Reichholf reprend à son compte la problématique des interactions gène-organisme-environnement dont parle Lewontin, pour asseoir son principe de base ; la vie consiste en un déséquilibre permanent entre l’organisme et son milieu. En ce sens, si la micro-évolution –ou diversification du type- naît du « manque », la macro-évolution en revanche, naît d’un « excédent » dans l’environnement. Cette théorie, qui s’avère très juste sur le fond, souffre cependant d’un manque de causalité ; les contraintes internes qui sont pour lui le moteur véritable de l’évolution, correspondent en fait à une intériorisation de la sélection naturelle, intériorisation qui sera explicitement défendue du côté de Kupiec et Sonigo !

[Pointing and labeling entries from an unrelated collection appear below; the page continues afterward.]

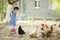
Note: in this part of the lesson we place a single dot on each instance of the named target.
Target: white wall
(43, 12)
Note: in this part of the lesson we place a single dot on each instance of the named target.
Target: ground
(4, 34)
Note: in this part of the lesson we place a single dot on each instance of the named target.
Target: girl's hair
(17, 8)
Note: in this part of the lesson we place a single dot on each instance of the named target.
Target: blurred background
(33, 9)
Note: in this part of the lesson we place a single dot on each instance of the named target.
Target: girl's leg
(12, 30)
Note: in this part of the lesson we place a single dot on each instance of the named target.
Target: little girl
(12, 21)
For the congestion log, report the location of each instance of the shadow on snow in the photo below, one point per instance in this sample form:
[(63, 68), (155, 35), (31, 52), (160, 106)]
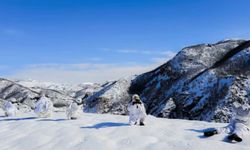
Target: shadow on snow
[(18, 119), (105, 125)]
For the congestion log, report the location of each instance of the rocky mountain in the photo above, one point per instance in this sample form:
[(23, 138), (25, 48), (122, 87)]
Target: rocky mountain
[(26, 93), (202, 82), (113, 97)]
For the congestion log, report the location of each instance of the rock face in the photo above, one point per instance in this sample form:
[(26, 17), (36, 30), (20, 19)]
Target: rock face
[(202, 82)]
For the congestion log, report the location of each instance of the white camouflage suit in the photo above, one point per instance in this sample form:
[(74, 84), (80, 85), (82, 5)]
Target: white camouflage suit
[(9, 108), (72, 112), (44, 107), (137, 112), (240, 125)]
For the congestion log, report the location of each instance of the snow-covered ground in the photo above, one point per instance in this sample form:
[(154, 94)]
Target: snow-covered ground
[(108, 132)]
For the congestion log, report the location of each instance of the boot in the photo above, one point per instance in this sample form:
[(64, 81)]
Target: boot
[(210, 133), (142, 124), (234, 137)]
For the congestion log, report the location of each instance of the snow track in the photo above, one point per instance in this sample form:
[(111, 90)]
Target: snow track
[(108, 132)]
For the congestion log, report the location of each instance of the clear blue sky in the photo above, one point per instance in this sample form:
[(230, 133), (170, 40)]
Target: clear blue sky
[(114, 32)]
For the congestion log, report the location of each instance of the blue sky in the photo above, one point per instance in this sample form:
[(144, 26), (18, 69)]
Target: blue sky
[(73, 41)]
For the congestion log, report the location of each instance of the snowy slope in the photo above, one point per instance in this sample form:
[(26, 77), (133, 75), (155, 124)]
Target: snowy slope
[(108, 132)]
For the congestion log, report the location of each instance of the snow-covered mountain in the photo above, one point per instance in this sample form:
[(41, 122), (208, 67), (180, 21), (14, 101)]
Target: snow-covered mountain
[(202, 82), (25, 93)]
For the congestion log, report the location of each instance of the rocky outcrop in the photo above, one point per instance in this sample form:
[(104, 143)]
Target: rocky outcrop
[(202, 82), (112, 98)]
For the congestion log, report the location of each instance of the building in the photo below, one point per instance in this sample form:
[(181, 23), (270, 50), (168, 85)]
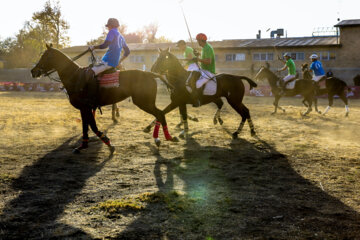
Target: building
[(339, 53)]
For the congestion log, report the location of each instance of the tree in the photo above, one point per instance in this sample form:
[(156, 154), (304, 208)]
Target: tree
[(53, 27)]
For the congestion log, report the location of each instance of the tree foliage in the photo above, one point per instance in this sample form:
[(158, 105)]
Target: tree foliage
[(46, 26)]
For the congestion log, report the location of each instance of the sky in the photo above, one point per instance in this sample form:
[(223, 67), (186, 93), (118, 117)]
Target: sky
[(218, 19)]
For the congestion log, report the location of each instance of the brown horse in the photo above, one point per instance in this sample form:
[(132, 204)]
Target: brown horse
[(334, 86), (140, 86), (229, 86), (302, 87)]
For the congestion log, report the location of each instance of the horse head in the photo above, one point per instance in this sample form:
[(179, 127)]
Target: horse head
[(45, 63), (166, 61)]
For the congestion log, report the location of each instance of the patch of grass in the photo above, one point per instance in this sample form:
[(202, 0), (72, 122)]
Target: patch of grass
[(4, 177), (173, 200)]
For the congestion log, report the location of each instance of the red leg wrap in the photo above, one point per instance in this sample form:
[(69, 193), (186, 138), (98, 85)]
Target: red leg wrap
[(166, 133), (156, 129)]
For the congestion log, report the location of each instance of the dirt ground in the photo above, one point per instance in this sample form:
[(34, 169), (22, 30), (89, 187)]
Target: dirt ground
[(298, 179)]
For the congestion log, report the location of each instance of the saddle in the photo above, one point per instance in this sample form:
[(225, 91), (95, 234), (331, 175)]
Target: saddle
[(108, 78)]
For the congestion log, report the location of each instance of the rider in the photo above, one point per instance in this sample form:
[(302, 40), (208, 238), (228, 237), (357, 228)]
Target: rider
[(290, 66), (319, 73), (188, 55), (116, 42), (207, 64)]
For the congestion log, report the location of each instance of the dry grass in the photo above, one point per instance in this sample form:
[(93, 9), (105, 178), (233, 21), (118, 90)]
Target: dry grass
[(298, 179)]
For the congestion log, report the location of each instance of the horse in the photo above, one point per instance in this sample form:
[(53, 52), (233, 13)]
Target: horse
[(139, 85), (302, 87), (334, 86), (229, 86)]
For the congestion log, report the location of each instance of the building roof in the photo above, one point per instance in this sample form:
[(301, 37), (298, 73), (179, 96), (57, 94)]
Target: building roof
[(236, 43), (348, 23)]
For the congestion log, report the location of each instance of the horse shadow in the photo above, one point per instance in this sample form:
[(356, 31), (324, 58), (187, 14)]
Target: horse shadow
[(246, 190), (45, 188)]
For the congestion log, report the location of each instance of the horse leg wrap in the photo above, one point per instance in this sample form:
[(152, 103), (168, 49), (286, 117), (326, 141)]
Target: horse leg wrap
[(103, 138), (84, 144), (166, 133), (156, 130), (240, 126)]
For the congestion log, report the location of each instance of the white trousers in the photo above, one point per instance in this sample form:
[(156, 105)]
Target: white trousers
[(100, 68)]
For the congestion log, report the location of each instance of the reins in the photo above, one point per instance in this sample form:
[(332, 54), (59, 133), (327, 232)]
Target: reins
[(93, 60)]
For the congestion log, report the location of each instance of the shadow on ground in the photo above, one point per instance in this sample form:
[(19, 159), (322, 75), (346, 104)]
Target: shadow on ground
[(248, 190), (45, 188)]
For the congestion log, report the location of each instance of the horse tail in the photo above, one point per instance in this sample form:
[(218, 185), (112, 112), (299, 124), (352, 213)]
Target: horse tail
[(168, 85), (250, 81)]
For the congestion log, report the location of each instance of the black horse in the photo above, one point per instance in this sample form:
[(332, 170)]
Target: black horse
[(140, 86), (229, 86), (302, 87), (334, 86)]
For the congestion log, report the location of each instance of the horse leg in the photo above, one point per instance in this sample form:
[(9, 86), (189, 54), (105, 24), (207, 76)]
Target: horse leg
[(244, 112), (184, 117), (85, 138), (219, 103), (331, 101), (101, 135), (168, 109), (114, 110), (309, 100), (276, 104), (159, 120), (315, 104), (345, 100)]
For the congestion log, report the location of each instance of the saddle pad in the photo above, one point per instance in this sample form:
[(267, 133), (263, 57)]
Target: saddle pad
[(109, 80), (209, 89)]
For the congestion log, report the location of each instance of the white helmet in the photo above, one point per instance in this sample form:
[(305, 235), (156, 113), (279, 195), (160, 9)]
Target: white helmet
[(287, 55), (314, 56)]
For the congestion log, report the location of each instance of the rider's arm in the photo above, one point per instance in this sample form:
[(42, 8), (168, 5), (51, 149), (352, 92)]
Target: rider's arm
[(126, 53), (205, 61), (283, 68), (102, 46)]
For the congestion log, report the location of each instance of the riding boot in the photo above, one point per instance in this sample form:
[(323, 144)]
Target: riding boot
[(92, 88), (282, 88), (195, 93)]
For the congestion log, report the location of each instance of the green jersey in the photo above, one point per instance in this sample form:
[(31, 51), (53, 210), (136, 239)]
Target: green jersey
[(291, 67), (189, 52), (208, 52)]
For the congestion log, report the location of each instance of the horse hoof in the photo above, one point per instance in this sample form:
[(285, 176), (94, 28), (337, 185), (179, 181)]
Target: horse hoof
[(221, 121), (235, 135), (157, 142), (147, 129), (76, 151), (112, 150)]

S’il a raison de rejeter l’adaptationnisme, observant que l’histoire de la vie tend plutôt à une émancipation des organismes vis à vis des contraintes environnementales, il rejette du même coup le lien entre processus moléculaires et métaboliques, ce en quoi il a tort. C’est ainsi que son « physicalisme » auto-génétique ouvre la voie à une nouvelle métaphysique, exacte inversion de celle des généticiens moléculaire ! Le métabolisme général interagit avec des gènes ; nous retrouverons cette superposition de l’hérédité moléculaire et de l’hérédité cellulaire dans le chapitre 6 sous une forme que Reichholf pourrait fort bien désavouer d’ailleurs. Mais il ne peut trouver d’autre fonction pour ces gènes que celle de « stocker l’information »… Reichholf souffre donc finalement du même mal que celui de Darwin en son temps ; sa théorie de l’évolution ne peut s’appuyer sur aucune théorie fiable de l’hérédité ; il finit par laisser intacte celle des néodarwiniens tout en ajoutant, avec tout le « bon sens » dont il est capable ; Oui, mais les gènes ne sont pas tout !

 

Interactions : Les points de vue thompsoniens au sens large sont souvent nuancés et parfois discordants, des plus conciliants aux plus rétifs vis à vis de la génétique moléculaire et de la théorie darwiniste. Pour certains, la théorie neutraliste suffit à rendre les gradualistes plus humbles tout en s’ouvrant à des problématiques plus matérialistes au sujet de l’onto-phylogenèse, des saltationnistes modérés comme Chaline jusqu’aux radicaux Kupiec et Sonigo. Pour d’autres, comme Reichholf, cette théorie neutraliste marque l’agonie du discours darwiniste et la recherche scientifique appelle l’élaboration de théories alternatives en matière d’évolution comme en matière d’hérédité. De la théorie des transformations à celle de l’ordre par la chaos, il y a continuité et rupture. Continuité dans le rejet de la génétique moléculaire instructionniste, rupture sur les moyens de pallier l’absence de théorie de l’hérédité que celle-ci impliquait.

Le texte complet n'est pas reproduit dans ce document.